Children are almost unstudied. I found one fMRI study of 31 children. That’s it. Meanwhile, 64% of U.S. teens use AI chatbots and 30% use them daily. They are the most exposed group and the one that has its future at stake the most. The developmental neuroscience of AI use—the effects on brains that are still forming—is the most urgent gap in the entire field.
A science vs technology time delay. Because science is slower than technological development, most of the studies are conducted with old models (e.g., GPT-4o, GPT-3.5, etc.). Some variables are constant because they’re independent of specific models—e.g., cognitive offloading will remain and even increase because models get better—but others should be carefully framed, e.g., anything related to the quality of the responses. My prediction is that some effects will disappear, others will get better (educational approaches if the right policies are implemented), and others will get worse (emotional dependence and related cognitive risks).
The big open question for the future
The 30+ studies compiled here converge on a description of what’s happening but diverge on what it means. Is AI-induced cognitive offloading a temporary adjustment—like how calculators initially worried math teachers but ultimately freed students to tackle harder problems—or is it something qualitatively different, a tool so fluent and available that it undermines the motivation to develop the underlying capability at all?

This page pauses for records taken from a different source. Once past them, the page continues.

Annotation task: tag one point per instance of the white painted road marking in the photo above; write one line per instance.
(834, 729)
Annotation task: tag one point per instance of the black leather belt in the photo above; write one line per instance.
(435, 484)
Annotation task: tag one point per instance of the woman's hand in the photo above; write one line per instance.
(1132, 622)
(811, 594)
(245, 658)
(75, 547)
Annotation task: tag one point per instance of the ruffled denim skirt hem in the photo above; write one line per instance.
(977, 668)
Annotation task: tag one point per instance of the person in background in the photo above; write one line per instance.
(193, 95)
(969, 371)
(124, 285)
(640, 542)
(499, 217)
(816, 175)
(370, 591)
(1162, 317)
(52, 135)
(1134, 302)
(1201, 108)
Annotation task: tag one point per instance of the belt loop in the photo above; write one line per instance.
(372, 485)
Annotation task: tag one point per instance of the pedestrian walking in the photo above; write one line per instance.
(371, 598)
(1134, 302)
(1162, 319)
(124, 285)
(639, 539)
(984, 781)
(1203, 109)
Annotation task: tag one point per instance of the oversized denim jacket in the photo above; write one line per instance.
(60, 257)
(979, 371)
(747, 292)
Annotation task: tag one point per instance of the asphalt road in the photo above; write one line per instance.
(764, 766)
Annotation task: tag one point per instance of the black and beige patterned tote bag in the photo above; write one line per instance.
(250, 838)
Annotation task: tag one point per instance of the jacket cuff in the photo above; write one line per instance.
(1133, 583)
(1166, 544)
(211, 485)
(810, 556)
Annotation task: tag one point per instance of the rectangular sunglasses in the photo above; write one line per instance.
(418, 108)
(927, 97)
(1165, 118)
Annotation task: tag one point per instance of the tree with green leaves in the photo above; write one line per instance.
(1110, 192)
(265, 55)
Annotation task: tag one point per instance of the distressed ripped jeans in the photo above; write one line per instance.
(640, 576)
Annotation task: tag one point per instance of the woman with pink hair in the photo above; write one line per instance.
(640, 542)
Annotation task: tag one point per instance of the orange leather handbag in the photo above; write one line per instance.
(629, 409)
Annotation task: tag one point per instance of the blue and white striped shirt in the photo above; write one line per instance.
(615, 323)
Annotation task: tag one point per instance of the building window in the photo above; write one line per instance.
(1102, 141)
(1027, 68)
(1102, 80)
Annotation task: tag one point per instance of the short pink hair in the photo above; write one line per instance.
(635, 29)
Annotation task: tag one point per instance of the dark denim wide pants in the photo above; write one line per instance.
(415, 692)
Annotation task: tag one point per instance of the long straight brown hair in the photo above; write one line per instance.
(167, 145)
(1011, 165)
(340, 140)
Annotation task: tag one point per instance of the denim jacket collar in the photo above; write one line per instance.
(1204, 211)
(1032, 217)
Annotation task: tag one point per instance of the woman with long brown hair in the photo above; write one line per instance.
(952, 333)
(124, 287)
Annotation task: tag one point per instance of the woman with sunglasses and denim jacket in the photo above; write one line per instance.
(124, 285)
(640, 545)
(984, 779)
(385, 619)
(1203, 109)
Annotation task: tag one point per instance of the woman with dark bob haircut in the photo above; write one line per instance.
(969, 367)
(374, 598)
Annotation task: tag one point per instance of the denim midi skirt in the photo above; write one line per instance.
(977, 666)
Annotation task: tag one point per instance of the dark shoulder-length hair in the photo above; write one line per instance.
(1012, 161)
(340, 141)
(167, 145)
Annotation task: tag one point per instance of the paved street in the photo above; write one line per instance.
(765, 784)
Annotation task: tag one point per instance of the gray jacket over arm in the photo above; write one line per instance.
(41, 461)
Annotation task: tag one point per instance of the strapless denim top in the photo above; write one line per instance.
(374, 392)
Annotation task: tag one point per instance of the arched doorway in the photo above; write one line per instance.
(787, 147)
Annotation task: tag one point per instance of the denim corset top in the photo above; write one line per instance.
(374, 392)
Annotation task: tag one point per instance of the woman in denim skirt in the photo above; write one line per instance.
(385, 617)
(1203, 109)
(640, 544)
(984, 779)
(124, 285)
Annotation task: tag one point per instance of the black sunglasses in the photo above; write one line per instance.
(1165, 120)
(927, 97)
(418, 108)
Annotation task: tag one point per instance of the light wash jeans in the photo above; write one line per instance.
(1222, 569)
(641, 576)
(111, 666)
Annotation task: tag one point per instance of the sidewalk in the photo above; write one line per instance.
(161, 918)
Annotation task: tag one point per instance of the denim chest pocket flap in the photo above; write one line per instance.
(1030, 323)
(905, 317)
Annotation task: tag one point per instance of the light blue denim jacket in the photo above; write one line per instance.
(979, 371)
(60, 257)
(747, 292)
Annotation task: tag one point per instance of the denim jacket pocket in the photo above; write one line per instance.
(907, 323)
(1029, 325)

The calculator analogy is comforting—it was received with panic that eventually proved unwarranted—but may not hold. Calculators automate computation, which is mechanical. AI chatbots automate reasoning, argumentation, synthesis, and creative expression, the cognitive activities that are the skill rather than a means to it. When a calculator does your arithmetic, you lose arithmetic; when AI does your thinking, you lose thinking.
Whether that loss matters depends on whether AI will always be there to do the thinking for you. And, crucially, on whether you believe there’s intrinsic value in the process of thinking itself, independent of the output. Think about it.

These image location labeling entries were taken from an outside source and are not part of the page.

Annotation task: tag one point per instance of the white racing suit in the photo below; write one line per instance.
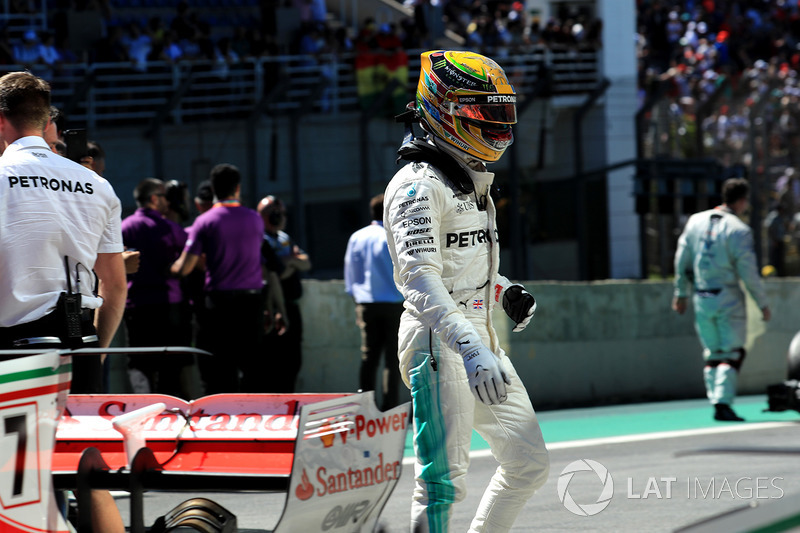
(443, 244)
(714, 252)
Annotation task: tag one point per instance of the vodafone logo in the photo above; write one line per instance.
(587, 509)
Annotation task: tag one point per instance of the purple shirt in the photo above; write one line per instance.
(159, 242)
(230, 236)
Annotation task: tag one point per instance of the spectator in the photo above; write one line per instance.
(369, 279)
(138, 46)
(230, 236)
(156, 312)
(177, 202)
(6, 48)
(440, 220)
(51, 133)
(777, 224)
(295, 261)
(27, 52)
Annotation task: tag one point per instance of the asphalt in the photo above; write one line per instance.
(670, 466)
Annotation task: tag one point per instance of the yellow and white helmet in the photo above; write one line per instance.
(466, 100)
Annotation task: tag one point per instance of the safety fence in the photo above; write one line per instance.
(105, 94)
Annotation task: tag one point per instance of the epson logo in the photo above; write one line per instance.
(501, 99)
(416, 221)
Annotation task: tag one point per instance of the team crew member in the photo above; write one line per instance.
(156, 313)
(440, 223)
(369, 279)
(230, 236)
(59, 233)
(714, 252)
(294, 261)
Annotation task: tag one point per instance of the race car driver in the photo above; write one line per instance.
(442, 234)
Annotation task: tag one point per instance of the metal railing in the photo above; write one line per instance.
(105, 94)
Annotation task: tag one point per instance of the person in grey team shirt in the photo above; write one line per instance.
(229, 235)
(442, 234)
(715, 251)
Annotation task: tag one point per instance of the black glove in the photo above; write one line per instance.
(519, 305)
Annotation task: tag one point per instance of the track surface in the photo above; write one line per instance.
(656, 454)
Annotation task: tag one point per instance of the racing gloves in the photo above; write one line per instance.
(519, 305)
(487, 378)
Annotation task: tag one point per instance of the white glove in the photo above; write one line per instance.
(487, 378)
(519, 305)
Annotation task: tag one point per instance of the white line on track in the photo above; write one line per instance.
(622, 439)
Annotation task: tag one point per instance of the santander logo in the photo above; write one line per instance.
(305, 489)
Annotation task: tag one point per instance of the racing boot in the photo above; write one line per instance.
(724, 413)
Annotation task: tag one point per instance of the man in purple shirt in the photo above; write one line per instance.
(156, 313)
(229, 235)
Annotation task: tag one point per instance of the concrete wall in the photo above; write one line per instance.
(590, 343)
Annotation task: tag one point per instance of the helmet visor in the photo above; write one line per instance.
(486, 108)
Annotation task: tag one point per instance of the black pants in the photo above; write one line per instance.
(379, 323)
(233, 324)
(160, 325)
(87, 370)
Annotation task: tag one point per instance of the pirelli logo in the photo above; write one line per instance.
(478, 99)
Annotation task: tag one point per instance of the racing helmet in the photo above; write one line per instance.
(466, 100)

Excellent research and compilation, Thanks!, but I couldn't see if you mention that most of the academic research on this matter do not consider the following limitations: A) "demographic blindness” causing an overgeneralization of the findings and results, where most of the studies originate from the U.S and high-income countries which overlook other cultures or emerging economies. This is known as the "WEIRD" research centered on “Western, Educated, Industrialized, Rich, and Democratic populations. B) Also most of these studies use university students as subjects, (Again, I couldnt see if you mention it) ignoring those with low digital literacy or limited economic resources. C) I don´t see if you mention the lack of disaggregation to break down cognitive or emotional results by gender identity, socioeconomic status, or cultural background, treating the "user" as a generic, neutral entity. Anyway, despite these, your compilation is very good to consider on how AI Affects our Brain. Thanks :)

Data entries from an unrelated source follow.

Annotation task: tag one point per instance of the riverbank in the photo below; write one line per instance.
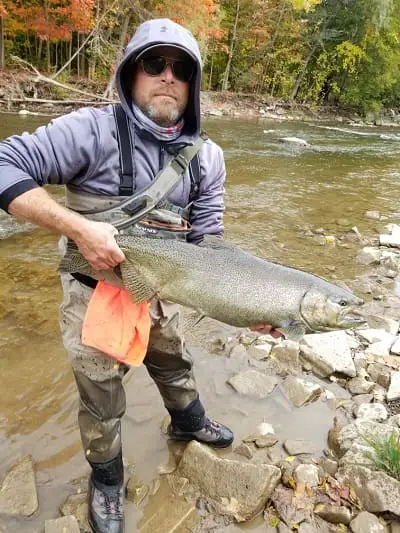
(23, 93)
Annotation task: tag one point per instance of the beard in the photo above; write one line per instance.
(166, 113)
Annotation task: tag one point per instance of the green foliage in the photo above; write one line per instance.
(386, 454)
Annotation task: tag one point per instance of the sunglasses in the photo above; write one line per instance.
(182, 69)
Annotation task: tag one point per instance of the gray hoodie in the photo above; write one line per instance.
(80, 150)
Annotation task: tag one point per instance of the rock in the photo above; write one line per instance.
(307, 474)
(245, 450)
(360, 386)
(394, 389)
(294, 140)
(330, 352)
(287, 354)
(369, 256)
(18, 494)
(330, 466)
(373, 215)
(301, 392)
(335, 514)
(76, 505)
(253, 383)
(372, 335)
(235, 488)
(297, 447)
(362, 398)
(67, 524)
(372, 411)
(380, 349)
(366, 523)
(377, 491)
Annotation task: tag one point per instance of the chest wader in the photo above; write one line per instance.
(99, 377)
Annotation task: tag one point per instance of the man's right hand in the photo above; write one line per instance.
(97, 244)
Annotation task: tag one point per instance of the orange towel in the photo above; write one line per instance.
(116, 326)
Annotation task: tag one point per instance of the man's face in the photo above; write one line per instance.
(163, 97)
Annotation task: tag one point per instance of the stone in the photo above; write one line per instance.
(373, 335)
(383, 323)
(368, 256)
(329, 352)
(394, 388)
(366, 523)
(396, 347)
(253, 383)
(66, 524)
(335, 514)
(287, 353)
(301, 392)
(372, 411)
(360, 385)
(378, 492)
(307, 475)
(235, 488)
(76, 505)
(18, 495)
(297, 447)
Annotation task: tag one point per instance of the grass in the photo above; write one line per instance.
(386, 454)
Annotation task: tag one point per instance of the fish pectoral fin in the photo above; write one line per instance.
(135, 283)
(217, 243)
(293, 330)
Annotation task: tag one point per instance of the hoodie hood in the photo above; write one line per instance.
(162, 32)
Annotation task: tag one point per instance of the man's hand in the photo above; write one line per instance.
(267, 329)
(97, 244)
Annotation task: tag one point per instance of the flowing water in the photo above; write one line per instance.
(275, 193)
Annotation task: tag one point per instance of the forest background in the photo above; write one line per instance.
(337, 52)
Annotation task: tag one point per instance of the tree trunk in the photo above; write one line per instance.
(225, 82)
(2, 60)
(122, 39)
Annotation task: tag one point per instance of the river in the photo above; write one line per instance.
(275, 194)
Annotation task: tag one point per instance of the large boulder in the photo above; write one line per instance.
(235, 488)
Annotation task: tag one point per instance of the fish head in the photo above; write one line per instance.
(327, 307)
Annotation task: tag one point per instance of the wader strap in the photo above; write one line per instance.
(126, 150)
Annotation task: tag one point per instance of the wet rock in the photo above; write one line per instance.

The performance-competence dissociation you've documented maps exactly onto what I see in organizations. The clients who say AI has 'transformed their productivity' are almost always describing output quality, never output capability. The Wharton finding is the most troubling piece: high confidence in AI is the strongest predictor of cognitive surrender -- and high confidence is exactly what success stories generate. The loop closes on itself. The real risk isn't the technology. It's the feedback mechanism that makes the most dependent users feel the most capable.